One problem with any of the five points is that you sometimes have to give up too much in compensation. A good example of this is the Peter Lynch approach. When Peter Lynch started investing you could find some wonderful retailers and restaurants that were strong locally and expanding at reasonably normal P/E ratios. Over time, Wall Street wised up to this and began giving astronomical P/E ratios to a hot concept that would eventually go nationwide.

But the same is true for all styles of investing. The 1970s and early 1980s were a much better time for the “consumer franchise” approach favored by Warren Buffett simply because you sometimes had really reasonably priced brands. If anything the value of brands is perhaps a little less today and yet the premium on their stocks is as high (or higher) than it was back then. Likewise, it would’ve been impossible to be a Phil Fisher investor in 1999. Everything in his favorite categories was so overpriced.

When looking at the five points on which you can gain an advantage over the market, it’s best to start at the top and cross off stocks that clearly fail in one regard.

If a stock falls flat when it comes to durability – you may want to eliminate it right then. If it’s clearly a low-quality business, you might not even need to take a hard look at the EV/EBITDA ratio. If it’s trading at 30 times earnings, you don’t need to worry about capital allocation or future growth. It’s clearly a failure when it comes to value.

A stock that scores well enough on all five points will often make the best long-term investment. It will usually be the easiest to understand.

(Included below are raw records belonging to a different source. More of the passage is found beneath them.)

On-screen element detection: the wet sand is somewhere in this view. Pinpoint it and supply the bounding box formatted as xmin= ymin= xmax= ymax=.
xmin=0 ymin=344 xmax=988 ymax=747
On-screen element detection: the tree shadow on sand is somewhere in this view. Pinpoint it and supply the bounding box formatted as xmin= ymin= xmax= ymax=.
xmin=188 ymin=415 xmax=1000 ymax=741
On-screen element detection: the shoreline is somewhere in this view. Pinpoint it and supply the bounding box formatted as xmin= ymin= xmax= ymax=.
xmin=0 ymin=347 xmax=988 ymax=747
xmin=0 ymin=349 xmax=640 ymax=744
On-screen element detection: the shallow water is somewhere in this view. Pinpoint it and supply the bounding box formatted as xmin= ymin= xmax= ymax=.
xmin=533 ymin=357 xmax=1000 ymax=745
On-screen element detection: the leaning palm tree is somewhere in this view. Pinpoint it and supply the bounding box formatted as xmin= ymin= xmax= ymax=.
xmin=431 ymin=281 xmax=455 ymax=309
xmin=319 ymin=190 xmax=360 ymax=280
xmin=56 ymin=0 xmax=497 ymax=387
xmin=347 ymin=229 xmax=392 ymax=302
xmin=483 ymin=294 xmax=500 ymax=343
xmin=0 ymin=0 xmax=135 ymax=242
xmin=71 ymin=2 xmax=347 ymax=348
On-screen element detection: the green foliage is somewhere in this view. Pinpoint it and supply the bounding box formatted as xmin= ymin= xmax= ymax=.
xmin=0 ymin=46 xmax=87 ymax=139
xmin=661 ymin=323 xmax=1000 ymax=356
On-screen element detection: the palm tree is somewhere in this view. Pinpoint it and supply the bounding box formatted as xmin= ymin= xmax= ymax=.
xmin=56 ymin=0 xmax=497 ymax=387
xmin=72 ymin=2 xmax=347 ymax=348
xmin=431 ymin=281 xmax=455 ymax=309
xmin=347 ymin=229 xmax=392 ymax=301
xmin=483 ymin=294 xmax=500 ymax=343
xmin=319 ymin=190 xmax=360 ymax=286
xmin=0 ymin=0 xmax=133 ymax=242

However, you can make money when a stock scores insanely well on one point but not well on others. In such a situation, the great advantage in one area can compensate for other flaws. A classic example – one I’ve invested in many times – is a negative enterprise value stock. In other words, when a consistently profitable company is selling for less than its net cash – it may not matter whether that business is especially durable, high quality, etc. It may be enough to know it’s being given away for free. Especially if you can buy a basket of such stocks.

But my big advice is not to focus exclusively on one of the five points. It’s especially dangerous to think a small advantage on one point – like having an EV/EBITDA of 5 – is enough to offset shortcomings in areas like durability or quality. It takes a very large advantage on a point like value to offset clear failures on key points like business quality and durability of cash flows.

I don’t have a name for this five-point approach. But the idea of focusing on:

1. Durability

2. Quality

3. Value

4. Capital Allocation

5. Growth

Comes a lot closer to explaining my investment approach than the label “value” does. I think value is often the clearest point. But it’s really only one-fifth of the story.